My local bike shop canget me a 2.1 for $11,49 is this a good price? This is about as much as my budget can take. This is the closest shop to me, and they seem to be a good bunch of guys. They have a 1.5 for $949. Is the 2.1 worth the extra $200?


----------



## madone5208 (Sep 29, 2008)

Nah. You can get a caad9 tiagra/105 for that price.


----------



## Blue CheeseHead (Jul 14, 2008)

Just an idea, try www.google.com and type in "trek 2.1" and see what comes up.

Frankly I would go used and find something with 105 or Ultegra.

2008 2.3's regularly sell on E-Bay for $1,100. 2.1's @ $700-800. I see where a 2005 5.2 Pilot recently sold for $1,300.


----------



## depwraith (Feb 16, 2009)

g-dawg...that sounds like the going price. I checked a few of the local stores near me and one had the for $1200 and the other was $1149. I'm pretty sure the 09 comes with Tiagra and 105 on the rear?


----------



## kykr13 (Apr 12, 2008)

depwraith said:


> I'm pretty sure the 09 comes with Tiagra and 105 on the rear?

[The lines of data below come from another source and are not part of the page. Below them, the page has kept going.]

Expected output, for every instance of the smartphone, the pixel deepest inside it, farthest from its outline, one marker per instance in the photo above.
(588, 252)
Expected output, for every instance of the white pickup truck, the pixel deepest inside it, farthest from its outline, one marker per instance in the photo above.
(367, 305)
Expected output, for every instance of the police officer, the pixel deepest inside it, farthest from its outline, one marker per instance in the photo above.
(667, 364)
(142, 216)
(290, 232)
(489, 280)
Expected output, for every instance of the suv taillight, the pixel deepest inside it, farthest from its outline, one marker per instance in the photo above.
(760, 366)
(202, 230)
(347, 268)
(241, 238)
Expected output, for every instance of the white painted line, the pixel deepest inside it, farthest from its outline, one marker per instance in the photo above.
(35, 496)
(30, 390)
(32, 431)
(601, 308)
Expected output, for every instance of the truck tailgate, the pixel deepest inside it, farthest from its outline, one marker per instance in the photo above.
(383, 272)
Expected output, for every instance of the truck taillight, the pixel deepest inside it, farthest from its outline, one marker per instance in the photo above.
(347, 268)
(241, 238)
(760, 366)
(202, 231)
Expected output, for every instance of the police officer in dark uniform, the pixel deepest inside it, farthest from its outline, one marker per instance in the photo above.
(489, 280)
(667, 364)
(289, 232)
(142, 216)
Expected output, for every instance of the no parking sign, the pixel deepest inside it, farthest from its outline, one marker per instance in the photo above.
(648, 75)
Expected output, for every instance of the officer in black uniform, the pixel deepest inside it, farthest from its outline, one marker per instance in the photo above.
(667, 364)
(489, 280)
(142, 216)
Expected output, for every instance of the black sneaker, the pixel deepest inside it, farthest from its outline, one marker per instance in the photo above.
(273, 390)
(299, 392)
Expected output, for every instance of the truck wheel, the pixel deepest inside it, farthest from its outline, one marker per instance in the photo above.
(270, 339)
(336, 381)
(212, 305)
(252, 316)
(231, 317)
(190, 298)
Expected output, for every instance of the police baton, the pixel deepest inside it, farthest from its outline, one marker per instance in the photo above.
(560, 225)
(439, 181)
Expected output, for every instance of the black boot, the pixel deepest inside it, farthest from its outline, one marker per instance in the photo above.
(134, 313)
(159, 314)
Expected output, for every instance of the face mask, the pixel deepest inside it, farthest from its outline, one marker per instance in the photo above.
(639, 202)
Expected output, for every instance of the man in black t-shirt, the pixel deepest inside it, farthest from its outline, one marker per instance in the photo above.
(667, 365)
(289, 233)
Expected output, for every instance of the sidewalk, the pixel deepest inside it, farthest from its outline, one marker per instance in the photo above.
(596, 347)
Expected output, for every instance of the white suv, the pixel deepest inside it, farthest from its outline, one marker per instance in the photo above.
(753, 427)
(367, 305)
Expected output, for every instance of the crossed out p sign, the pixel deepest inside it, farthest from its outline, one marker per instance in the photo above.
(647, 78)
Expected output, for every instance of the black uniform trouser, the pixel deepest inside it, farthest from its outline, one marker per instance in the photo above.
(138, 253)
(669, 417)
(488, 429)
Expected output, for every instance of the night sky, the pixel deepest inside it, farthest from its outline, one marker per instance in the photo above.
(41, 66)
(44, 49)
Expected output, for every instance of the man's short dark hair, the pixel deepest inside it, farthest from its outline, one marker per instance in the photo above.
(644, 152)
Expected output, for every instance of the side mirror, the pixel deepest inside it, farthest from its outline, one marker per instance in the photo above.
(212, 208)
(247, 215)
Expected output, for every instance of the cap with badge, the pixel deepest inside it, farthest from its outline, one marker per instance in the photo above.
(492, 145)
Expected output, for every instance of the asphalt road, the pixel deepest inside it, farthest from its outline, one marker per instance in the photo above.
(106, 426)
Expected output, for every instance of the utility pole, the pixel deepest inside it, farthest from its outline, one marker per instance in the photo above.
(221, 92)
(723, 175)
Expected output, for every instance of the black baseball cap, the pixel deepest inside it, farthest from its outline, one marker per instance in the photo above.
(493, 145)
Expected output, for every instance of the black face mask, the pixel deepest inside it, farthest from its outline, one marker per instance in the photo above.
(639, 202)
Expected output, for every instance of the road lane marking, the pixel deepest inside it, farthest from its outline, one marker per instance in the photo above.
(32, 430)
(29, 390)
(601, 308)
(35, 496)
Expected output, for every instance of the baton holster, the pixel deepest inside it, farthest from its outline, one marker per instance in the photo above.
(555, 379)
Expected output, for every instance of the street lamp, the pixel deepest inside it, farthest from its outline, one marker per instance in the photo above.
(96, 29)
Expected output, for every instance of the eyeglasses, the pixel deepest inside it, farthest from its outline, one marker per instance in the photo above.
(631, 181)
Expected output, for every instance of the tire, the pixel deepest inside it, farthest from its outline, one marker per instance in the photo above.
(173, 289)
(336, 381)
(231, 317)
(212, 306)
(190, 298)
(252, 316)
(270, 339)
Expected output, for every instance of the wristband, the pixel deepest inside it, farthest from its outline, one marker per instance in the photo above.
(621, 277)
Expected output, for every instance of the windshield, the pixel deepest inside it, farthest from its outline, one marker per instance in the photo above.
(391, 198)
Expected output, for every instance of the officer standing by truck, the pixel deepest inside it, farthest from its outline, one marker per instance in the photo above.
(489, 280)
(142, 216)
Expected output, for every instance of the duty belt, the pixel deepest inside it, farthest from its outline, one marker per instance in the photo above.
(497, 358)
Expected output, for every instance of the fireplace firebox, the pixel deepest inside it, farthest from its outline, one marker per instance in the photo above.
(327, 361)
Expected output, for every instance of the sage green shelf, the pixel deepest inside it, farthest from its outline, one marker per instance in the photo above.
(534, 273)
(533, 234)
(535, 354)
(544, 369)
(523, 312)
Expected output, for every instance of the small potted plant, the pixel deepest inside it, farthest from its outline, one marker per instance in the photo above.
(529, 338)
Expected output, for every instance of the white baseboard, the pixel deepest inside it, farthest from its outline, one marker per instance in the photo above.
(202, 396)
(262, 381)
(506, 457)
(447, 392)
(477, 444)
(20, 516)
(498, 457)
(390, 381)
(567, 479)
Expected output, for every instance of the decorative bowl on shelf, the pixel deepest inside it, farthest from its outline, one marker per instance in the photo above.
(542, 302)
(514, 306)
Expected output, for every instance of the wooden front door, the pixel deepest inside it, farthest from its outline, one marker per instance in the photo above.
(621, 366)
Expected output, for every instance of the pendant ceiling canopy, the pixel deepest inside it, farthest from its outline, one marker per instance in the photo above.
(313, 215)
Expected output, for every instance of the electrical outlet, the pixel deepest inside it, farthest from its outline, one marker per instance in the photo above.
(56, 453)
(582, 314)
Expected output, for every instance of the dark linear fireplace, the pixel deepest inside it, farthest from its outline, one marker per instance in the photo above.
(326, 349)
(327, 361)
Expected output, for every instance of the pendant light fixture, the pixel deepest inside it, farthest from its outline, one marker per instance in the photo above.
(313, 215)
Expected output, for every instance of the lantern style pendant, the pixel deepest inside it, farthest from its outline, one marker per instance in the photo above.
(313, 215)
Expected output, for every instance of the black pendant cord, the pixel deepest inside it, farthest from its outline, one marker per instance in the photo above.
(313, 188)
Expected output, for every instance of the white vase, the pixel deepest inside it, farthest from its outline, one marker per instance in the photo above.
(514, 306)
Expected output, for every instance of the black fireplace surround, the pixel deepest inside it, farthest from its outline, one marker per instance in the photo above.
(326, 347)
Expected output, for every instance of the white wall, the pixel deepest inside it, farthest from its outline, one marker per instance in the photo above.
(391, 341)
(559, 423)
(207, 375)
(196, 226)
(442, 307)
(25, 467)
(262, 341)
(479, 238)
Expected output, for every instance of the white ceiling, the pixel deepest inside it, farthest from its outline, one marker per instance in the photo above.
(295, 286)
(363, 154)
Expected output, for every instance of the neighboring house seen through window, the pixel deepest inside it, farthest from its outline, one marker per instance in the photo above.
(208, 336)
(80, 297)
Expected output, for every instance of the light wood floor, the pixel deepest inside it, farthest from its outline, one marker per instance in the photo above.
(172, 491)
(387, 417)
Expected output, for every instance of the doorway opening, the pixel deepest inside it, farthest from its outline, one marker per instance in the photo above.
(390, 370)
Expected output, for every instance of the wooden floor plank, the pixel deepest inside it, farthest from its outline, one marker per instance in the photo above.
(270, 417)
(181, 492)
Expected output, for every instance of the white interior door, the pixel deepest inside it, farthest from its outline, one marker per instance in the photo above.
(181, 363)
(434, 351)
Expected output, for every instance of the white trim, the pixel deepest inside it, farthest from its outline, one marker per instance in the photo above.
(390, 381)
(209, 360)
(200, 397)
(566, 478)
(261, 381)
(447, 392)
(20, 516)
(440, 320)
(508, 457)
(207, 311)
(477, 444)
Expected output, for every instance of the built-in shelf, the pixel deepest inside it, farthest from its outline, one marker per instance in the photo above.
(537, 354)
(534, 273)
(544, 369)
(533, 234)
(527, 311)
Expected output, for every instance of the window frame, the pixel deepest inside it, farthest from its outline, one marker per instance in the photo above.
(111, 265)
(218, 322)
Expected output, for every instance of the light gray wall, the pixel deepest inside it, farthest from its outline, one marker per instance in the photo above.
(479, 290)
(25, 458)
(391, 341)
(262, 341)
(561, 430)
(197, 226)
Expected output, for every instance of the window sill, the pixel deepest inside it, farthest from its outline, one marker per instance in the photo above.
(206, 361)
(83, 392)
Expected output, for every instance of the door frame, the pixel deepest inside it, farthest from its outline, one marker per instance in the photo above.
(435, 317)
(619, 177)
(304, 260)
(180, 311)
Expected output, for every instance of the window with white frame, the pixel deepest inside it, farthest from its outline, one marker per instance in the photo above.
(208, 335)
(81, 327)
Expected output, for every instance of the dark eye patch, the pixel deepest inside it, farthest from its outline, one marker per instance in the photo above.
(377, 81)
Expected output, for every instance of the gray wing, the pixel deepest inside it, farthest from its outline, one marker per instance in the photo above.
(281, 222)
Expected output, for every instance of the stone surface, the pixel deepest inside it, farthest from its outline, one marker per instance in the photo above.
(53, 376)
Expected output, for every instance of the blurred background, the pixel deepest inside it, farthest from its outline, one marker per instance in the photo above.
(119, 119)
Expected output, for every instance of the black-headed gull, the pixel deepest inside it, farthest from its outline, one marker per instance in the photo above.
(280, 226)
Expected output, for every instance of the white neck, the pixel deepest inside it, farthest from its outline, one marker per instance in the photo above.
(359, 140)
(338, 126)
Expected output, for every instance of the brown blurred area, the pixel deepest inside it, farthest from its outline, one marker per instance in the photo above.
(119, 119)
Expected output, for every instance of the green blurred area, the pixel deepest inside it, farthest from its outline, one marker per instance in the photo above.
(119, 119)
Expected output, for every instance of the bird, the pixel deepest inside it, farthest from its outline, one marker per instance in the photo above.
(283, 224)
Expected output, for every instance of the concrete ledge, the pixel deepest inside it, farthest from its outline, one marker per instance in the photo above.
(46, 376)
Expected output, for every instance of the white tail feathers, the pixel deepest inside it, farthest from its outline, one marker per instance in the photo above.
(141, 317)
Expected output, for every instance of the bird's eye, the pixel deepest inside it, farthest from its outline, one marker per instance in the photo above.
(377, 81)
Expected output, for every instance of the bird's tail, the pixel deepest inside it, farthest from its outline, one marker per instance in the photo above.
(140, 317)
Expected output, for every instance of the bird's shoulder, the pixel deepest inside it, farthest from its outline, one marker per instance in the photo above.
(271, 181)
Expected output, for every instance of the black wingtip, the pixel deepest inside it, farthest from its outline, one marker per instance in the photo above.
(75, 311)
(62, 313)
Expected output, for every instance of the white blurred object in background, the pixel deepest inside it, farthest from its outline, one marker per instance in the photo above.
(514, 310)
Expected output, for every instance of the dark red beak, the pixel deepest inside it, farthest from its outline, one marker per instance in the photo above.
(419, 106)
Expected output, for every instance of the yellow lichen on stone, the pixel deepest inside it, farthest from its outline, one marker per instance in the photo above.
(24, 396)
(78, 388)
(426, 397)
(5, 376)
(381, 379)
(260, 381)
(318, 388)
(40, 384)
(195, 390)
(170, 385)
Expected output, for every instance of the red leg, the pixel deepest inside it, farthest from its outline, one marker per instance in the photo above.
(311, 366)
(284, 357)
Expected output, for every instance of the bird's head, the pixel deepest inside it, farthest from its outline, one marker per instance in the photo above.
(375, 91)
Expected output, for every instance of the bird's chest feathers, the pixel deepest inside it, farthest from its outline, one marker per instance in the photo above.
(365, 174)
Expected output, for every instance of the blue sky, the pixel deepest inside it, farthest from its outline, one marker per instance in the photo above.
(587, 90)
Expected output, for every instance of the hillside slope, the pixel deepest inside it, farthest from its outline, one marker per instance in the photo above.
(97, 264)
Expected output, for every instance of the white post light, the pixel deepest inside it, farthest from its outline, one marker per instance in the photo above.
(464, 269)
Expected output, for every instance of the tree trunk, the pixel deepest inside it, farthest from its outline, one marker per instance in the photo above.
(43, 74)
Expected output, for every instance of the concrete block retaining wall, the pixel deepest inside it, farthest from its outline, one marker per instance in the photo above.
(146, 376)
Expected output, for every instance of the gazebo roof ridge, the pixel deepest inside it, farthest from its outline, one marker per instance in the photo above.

Yes - the only 105 component is the RD. I have an '08 I bought last summer for $1100. The only difference (that I can spot) between the '08 and '09 is the crank. '08 has a Bontrager and '09 has an FSA, I think - and a cooler finish. If I _had_ to replace it I'd upgrade, but I'm not looking to do that at this point.

I'm still happy with my decision which was as much as (slightly more than) I wanted to spend, and I was just getting back into it. Last time I bought a bike, they all had downtube shifters and toe clips.


----------